Nabi Musa a.s. justru menjawab lebih dari yang ditanya sebagai ekspresi
keriangannya, “Berkata
Musa: ‘Ini adalah tongkatku, aku bertelekan padanya, dan aku pukul (daun)
dengannya untuk kambingku, dan bagiku ada lagi keperluan yang lain padanya”. Tiga jawaban lain yang diberikan oleh Nabi Musa a.s.
untuk menjawab satu pertanyaan Allah swt. Sungguh ekspresi riang yang luar
biasa dari seorang Nabi Allah tersebut.
Tapi,
sejenak kita pikirkan. Apakah maksud Allah bertanya kepada Nabi Musa tentang
sesuatu yang ada di tangan kanannya?. Sedangkan Allah Mahatahu atas segala
sesuatu hatta sekecil-kecilnya yang ada di alam semesta ini. Ikhwati, Hal ini membuktikan bahwa Allah
swt suka memperhatikan seorang hambaNya. Allah sedang memberikan perhatian
kepada Nabi Musa a.s.. Dari sini kita petik hikmah bahwa, hatta sampai seorang Nabi sekaliber Nabi Musa a.s. itu membutuhkan
perhatian. Ya sebuah perhatian. Yakni rasa simpati yang kita curahkan kepada
orang lain untuk mengokohkan jalinan kasih sayang.
Memberikan
perhatian ini penting sekali bagi keberlangsungan kehidupan Sosial kita. Dan
ini merupakan kebutuhan fitrah semua manusia. Ketika Nabi Musa, lari dari Istana
karena telah membunuh orang, Allah memberinya perhatian. Ketika Nabi Adam
sendiri, Allah memberikan perhatian dengan memberikannya pendamping, yakni
Hawa. Ketika Nabi Muhammad saw mendapat wahyu pertama kali di gua Hira, Allah
pun memberikan perhatian lewat Khadijah r.a. Masya Allah, masalah perhatian ini
merupakan hal yang penting. Sangkin pentingnya, hal ini juga yang sering
menjadi masalah di setiap rangkaian ukhuwah kita. Ketika kita tak lagi
memberikan perhatian bagi saudara-saudara perjuangan kita, tetangga kita,
bahkan keluarga kita. Maka rusaklah ukhuwah itu perlahan-lahan.
Saudaraku,
yang perlu diingat adalah adab dalam masalah ini. Yakni seyogyanya kita
menganggap perhatian yang ditujukan kepada diri kita bukanah suatu Hak kita.

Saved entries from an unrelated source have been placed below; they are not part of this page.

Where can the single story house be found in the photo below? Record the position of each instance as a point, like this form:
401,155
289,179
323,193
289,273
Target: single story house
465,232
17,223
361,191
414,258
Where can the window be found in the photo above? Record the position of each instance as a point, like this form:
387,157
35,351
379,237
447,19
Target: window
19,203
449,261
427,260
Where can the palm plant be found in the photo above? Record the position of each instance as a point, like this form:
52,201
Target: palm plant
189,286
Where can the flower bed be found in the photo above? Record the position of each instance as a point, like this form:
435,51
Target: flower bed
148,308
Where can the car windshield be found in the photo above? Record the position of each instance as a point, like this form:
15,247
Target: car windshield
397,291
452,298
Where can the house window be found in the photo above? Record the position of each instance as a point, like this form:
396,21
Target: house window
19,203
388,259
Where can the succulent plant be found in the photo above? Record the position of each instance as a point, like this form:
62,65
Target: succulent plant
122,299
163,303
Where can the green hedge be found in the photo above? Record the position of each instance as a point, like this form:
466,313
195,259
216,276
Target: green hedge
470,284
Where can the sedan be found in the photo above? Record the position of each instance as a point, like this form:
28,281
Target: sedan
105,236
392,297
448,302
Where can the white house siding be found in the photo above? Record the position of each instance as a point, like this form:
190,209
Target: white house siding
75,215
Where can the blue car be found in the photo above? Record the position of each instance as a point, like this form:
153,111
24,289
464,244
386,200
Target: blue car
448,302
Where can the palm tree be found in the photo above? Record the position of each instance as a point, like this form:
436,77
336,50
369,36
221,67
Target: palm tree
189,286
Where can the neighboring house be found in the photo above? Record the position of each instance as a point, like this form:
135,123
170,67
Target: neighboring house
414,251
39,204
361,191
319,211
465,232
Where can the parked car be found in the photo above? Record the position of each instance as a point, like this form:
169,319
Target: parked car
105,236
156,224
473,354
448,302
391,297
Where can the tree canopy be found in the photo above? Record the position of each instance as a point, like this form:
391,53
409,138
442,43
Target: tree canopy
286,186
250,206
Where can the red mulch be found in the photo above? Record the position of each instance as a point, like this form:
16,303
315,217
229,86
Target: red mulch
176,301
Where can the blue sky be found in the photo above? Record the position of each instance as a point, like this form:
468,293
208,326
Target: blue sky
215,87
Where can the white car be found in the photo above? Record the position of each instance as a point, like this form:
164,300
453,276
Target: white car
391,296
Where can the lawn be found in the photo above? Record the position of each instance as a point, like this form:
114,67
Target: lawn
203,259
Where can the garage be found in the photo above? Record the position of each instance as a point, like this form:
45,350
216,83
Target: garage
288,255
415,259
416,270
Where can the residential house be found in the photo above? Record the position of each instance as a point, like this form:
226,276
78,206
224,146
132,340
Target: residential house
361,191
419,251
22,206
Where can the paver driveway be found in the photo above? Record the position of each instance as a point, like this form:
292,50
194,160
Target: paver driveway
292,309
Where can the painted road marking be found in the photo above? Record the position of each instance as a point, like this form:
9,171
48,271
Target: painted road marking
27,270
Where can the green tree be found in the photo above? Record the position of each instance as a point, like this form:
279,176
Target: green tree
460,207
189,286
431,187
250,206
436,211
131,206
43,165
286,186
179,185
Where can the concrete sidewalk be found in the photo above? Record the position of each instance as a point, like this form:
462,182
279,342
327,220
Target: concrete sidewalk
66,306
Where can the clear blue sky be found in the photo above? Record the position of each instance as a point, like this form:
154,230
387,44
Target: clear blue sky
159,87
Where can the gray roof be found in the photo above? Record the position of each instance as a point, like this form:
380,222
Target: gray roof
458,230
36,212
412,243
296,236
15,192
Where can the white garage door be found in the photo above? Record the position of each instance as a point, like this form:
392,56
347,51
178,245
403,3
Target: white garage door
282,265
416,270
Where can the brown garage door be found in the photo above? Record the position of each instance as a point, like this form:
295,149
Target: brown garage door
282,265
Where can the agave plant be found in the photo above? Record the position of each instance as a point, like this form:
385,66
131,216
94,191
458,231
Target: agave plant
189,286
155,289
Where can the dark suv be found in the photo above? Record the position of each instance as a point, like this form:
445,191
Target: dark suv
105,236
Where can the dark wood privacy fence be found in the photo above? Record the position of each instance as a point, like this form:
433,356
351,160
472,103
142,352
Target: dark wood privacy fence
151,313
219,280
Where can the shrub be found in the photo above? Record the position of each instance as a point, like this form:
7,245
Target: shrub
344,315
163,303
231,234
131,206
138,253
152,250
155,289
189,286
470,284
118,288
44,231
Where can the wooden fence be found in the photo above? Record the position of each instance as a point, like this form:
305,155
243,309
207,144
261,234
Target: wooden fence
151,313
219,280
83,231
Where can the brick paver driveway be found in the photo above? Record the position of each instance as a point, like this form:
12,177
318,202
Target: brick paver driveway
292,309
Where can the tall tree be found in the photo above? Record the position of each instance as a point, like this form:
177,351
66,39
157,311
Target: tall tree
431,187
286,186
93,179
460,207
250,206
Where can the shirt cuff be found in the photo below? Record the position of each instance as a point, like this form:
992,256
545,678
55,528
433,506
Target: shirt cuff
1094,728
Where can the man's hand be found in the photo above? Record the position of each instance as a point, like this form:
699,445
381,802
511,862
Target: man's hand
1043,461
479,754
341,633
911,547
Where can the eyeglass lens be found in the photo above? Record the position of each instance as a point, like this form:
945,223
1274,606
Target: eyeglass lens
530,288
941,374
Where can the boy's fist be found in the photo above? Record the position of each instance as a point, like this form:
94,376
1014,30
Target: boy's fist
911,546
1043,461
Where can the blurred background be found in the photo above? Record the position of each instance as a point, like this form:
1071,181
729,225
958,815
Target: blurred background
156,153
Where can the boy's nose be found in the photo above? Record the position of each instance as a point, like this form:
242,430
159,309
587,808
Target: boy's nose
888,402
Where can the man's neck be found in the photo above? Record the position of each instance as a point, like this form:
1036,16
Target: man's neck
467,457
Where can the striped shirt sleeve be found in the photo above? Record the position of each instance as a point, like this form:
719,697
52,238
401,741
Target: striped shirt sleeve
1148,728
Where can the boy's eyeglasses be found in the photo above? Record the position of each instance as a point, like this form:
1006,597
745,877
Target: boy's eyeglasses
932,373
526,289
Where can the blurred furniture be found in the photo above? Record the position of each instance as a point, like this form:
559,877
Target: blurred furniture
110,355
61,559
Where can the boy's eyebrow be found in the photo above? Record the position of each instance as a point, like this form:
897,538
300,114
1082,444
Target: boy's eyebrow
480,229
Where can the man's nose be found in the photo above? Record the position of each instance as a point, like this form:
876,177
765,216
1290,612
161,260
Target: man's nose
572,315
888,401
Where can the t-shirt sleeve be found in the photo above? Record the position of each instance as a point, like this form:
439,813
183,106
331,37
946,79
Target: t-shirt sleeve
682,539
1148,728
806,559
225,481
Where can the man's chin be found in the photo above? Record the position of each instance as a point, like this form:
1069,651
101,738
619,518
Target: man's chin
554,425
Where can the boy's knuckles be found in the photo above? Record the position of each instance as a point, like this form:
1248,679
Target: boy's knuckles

Sehingga kita tidak boleh meminta atau menuntutnya. Sedangkan seyogyanya sikap
perhatian kita kepada orang lain, kita anggap sebagai kewajiban. Sehingga kita
serta merta melakukannya dengan keikhlasan dan keridhoan. Maka jadilah orang
yang pertama kali memberikan perhatian bagi orang lain di sekitar dan di
sekeliling kita.
Sunguh mengesankan zaman Era Kerasulan Muhammad saw, ketika memberikan
perhatian kepada orang lain itu lebih diutamakan dibanding meminta perhatian
dari orang lain. Nabi Muhammad saw dan para sahabat saling memberikan perhatian
bagi masalah keadaan fisik (kesehatan) saudaranya, mereka memberikan perhatian
pada keadaan keimanan saudaranya, mereka memberikan perhatian pada keadaan
perekonomian saudaranya, mereka memberikan perhatian pada keadaan Agama yang
diperjuangkannya. Sehingga mereka meraih gelar “Kuntum Khoiru Ummah..”(Ali Imran:110).